"Não deixes o teu sorriso esmorecer, nunca, pois ele será a salvação de todos os homens da terra que são cegos ou demasiado fracos para andarem sozinhos" - disse-me ela enquanto morria nos meus braços, os seus olhos a procurarem o desconhecido e o seu corpo a perder todo o calor suave que me confortava. E, enquanto via os seus olhos fechar lentamente e a raiva se apoderou de mim, dei-lhe a maldição da vida eterna apenas com o tenro toque dos meus dentes, lambendo o seu sangue para a vida morta a que a condenei. Injustamente. Nesse momento senti-me fraco e fugi, sabendo que nos encontraria-mos mais uma vez no futuro.
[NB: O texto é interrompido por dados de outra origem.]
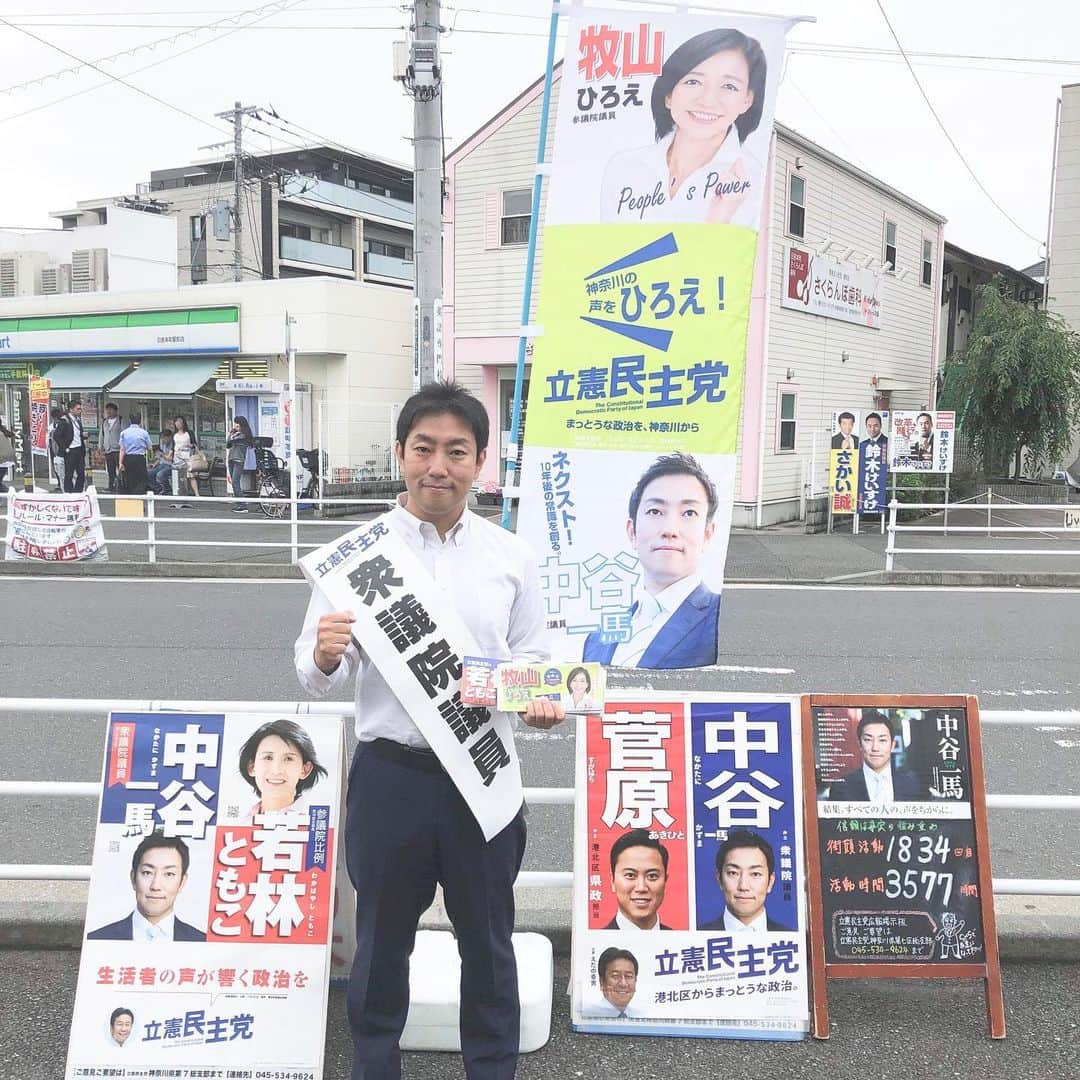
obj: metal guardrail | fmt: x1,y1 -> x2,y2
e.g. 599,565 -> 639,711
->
885,499 -> 1080,571
0,698 -> 1080,896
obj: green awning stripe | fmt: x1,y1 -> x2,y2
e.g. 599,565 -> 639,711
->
0,308 -> 240,334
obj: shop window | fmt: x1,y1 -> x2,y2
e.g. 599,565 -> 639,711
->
787,173 -> 807,240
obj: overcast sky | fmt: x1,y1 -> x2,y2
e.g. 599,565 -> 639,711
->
0,0 -> 1080,267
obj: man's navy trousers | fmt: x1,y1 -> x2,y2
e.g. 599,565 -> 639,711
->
345,739 -> 525,1080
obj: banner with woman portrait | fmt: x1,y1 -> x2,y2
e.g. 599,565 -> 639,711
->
518,8 -> 789,667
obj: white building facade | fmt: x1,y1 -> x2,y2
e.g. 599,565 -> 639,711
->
443,69 -> 945,527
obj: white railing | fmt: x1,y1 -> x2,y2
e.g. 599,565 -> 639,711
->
0,698 -> 1080,896
0,489 -> 393,566
885,499 -> 1080,571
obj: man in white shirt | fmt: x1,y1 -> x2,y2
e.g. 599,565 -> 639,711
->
295,383 -> 565,1080
700,828 -> 791,934
604,828 -> 671,930
582,454 -> 720,667
828,708 -> 926,806
86,833 -> 206,944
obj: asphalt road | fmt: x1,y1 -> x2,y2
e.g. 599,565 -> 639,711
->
0,579 -> 1080,877
0,951 -> 1080,1080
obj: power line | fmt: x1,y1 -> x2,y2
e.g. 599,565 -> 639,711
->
875,0 -> 1043,244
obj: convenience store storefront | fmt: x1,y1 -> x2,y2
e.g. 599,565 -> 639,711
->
0,306 -> 240,464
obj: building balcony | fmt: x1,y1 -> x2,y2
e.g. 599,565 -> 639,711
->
364,252 -> 416,285
280,237 -> 353,278
281,176 -> 413,229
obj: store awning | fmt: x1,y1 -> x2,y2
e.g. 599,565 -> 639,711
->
45,360 -> 132,391
109,356 -> 221,401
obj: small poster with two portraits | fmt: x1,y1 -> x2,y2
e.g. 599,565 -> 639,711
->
65,712 -> 343,1080
571,690 -> 809,1040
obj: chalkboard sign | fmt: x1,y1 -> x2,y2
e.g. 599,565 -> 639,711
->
804,696 -> 1004,1038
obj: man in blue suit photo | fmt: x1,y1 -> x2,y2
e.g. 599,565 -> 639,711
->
86,833 -> 206,943
582,454 -> 720,669
699,828 -> 791,933
828,708 -> 928,804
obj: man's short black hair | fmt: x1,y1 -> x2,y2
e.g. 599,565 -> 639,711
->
396,382 -> 490,457
716,828 -> 777,877
630,454 -> 719,526
132,831 -> 191,877
855,708 -> 896,739
611,828 -> 667,874
596,946 -> 637,983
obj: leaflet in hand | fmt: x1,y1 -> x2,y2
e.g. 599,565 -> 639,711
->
461,657 -> 606,714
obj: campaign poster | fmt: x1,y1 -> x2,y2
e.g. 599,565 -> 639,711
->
571,692 -> 809,1039
65,713 -> 342,1080
517,9 -> 789,669
812,705 -> 989,963
30,378 -> 52,458
889,409 -> 956,473
4,487 -> 109,563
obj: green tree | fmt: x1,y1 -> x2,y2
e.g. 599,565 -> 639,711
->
937,275 -> 1080,476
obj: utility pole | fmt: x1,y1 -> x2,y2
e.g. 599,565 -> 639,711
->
214,102 -> 257,281
402,0 -> 443,386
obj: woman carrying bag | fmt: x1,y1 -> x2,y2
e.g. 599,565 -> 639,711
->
225,416 -> 255,514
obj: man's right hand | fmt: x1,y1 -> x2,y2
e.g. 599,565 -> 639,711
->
315,611 -> 356,675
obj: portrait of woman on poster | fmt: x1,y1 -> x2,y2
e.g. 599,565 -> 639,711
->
600,29 -> 768,229
240,720 -> 326,821
563,667 -> 600,713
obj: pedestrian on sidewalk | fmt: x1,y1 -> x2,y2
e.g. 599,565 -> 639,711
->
150,431 -> 173,495
173,416 -> 199,510
119,413 -> 153,495
225,416 -> 255,514
97,402 -> 121,494
295,382 -> 566,1080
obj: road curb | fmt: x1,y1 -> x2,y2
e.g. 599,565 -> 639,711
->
0,882 -> 1080,963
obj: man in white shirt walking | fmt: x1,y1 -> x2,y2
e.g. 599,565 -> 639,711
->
295,383 -> 565,1080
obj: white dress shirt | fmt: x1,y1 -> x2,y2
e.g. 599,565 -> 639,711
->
611,573 -> 701,667
863,761 -> 892,802
132,907 -> 176,943
600,125 -> 765,229
294,496 -> 549,748
724,907 -> 769,934
615,907 -> 660,933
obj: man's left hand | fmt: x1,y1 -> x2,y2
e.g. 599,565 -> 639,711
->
522,698 -> 566,729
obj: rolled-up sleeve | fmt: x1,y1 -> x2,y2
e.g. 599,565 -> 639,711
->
293,589 -> 360,698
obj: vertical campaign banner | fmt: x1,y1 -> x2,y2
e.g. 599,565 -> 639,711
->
65,713 -> 343,1080
30,378 -> 52,458
571,693 -> 809,1039
518,8 -> 788,669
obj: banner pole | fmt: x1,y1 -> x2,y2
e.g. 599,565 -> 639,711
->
501,5 -> 558,529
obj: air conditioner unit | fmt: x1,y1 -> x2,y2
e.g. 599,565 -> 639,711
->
0,252 -> 49,299
41,262 -> 71,296
71,247 -> 109,293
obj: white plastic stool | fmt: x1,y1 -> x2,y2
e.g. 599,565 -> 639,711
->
401,930 -> 555,1054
Escondi-me sempre nas sombras, sabendo dela apenas por rumores nas vilas pelas quais passava. Sentia a sua alma assim como ela sentia a minha porque ficámos para sempre ligados através da dor e da mágoa daquele momento. Ela espalhava os seus horrores, cravava os seus dentes sem amor nem piedade apenas pela satisfação de fazer os outros sofrerem aquilo a que ela foi obrigada a sofrer por egoísmo meu. Já não era amor que ela tinha por mim, aquele amor humano e puro que ela tinha, mas sim ódio e sede por vingança pelo monstro que ela pensava que a tinha transformado. Sentia a sua alma a perder-se cada vez mais fundo à medida que ela avançava para absorver a vida de outra pessoa. E chorava por ela. Perdia-me nos puros pensamentos de suicídio e tristeza pelo amor que tinha perdido. Aquele que ia perder de qualquer forma.
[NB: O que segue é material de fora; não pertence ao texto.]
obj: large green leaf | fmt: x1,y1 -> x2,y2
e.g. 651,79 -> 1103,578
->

Estava chuvosa, a noite em que ela finalmente descansou. Talvez estivesse a aprender a viver com o facto de que nada que ela fizesse pudesse alterar o seu estado. Eu sentia a sua alma a repousar enquanto ouvia o canto angelical dos anjos no alto das igrejas, observando-me e sentindo pena pela minha mágoa. Foi tal que começou a guerra entre eles, os anjos, e nós, os demónios. Os seus olhos caridosos brilhavam no escuro neste momento raro de paz entre as nossas duas espécies. Nem me dei ao trabalho de levantar o olhar a eles porque sabia que ela estava a chorar e que eu próprio o iria fazer em breve. Ouvia o seu chamamento.
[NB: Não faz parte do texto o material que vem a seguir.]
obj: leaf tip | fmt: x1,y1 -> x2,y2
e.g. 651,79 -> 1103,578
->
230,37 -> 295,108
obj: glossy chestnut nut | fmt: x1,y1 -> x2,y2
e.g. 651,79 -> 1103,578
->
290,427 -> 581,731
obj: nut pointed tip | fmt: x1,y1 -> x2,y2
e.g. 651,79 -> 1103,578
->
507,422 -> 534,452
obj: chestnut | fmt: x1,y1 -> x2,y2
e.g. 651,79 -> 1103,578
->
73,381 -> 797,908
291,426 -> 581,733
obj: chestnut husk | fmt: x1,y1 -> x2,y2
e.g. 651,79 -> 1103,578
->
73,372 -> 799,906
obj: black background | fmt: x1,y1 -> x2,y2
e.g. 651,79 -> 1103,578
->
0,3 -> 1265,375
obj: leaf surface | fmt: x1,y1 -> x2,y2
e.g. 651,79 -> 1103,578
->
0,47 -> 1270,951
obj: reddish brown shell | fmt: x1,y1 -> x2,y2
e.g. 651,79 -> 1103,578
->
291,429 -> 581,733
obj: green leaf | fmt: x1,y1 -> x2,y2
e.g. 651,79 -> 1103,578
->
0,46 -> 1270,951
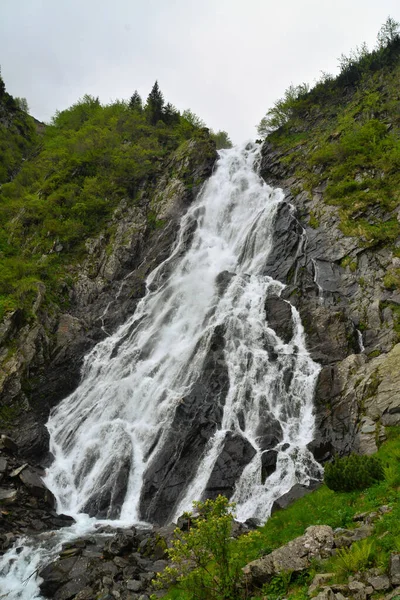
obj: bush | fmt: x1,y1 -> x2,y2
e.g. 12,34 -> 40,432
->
155,496 -> 241,600
329,538 -> 374,578
324,454 -> 385,492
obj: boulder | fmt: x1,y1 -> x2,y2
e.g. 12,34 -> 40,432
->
243,525 -> 333,588
271,483 -> 319,514
0,488 -> 18,504
389,552 -> 400,585
206,431 -> 256,499
19,467 -> 56,507
264,296 -> 293,344
140,325 -> 229,524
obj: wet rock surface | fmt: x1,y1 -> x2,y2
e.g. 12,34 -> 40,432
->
39,519 -> 255,600
243,505 -> 400,600
0,438 -> 74,554
0,138 -> 217,462
206,431 -> 256,499
261,140 -> 400,461
140,326 -> 229,524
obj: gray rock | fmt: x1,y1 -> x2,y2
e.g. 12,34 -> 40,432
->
140,326 -> 229,524
243,525 -> 333,587
367,575 -> 390,592
0,488 -> 18,504
10,463 -> 28,477
308,573 -> 335,596
206,431 -> 256,499
0,434 -> 18,452
315,587 -> 336,600
271,483 -> 315,514
265,296 -> 293,344
389,552 -> 400,585
19,467 -> 56,507
126,579 -> 143,592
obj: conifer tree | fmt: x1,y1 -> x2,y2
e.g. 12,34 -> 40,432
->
129,90 -> 143,112
162,102 -> 180,125
146,81 -> 164,125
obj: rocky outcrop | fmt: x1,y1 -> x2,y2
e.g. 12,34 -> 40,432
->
243,505 -> 400,600
243,525 -> 334,588
0,436 -> 74,555
0,137 -> 217,460
261,141 -> 400,461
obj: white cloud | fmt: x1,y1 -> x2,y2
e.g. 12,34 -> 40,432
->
0,0 -> 400,142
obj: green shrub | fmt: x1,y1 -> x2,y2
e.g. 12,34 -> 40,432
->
155,496 -> 241,600
324,454 -> 385,492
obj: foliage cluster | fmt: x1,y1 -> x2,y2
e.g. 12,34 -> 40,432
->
259,17 -> 400,251
154,496 -> 247,600
161,428 -> 400,600
324,454 -> 384,492
0,66 -> 37,185
0,82 -> 219,320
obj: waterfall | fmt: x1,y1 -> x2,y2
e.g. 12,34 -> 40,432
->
0,144 -> 321,598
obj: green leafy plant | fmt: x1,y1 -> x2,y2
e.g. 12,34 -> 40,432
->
324,454 -> 385,492
156,496 -> 245,600
330,538 -> 374,577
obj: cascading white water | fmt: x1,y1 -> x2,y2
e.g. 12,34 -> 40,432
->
0,144 -> 320,599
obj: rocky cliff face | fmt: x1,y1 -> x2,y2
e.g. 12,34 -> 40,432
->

Todos os dias sentia a sua dor e miséria nos gritos assustados das suas vitimas, todas as noites sentia as suas lágrimas a escorrerem-me na face pela mágoa e a raiva que ela sentia na sua alma, sempre ligada à minha. Ela perseguia-me, queria respostas, queria a minha morte mas também queria ver-me mais uma vez, sentir o meu amor na sua bela face para a consolar e saber que nunca a esqueci, que me escondi na minha vergonha e na minha própria mágoa e egoísmo. Porque nunca a quis perder e troquei todas as almas do mundo pela dela. Mas caminhava no sentido do desconhecido sempre perseguido pela sombra do remorso e do medo, tentando ignorar o meu amor por ela.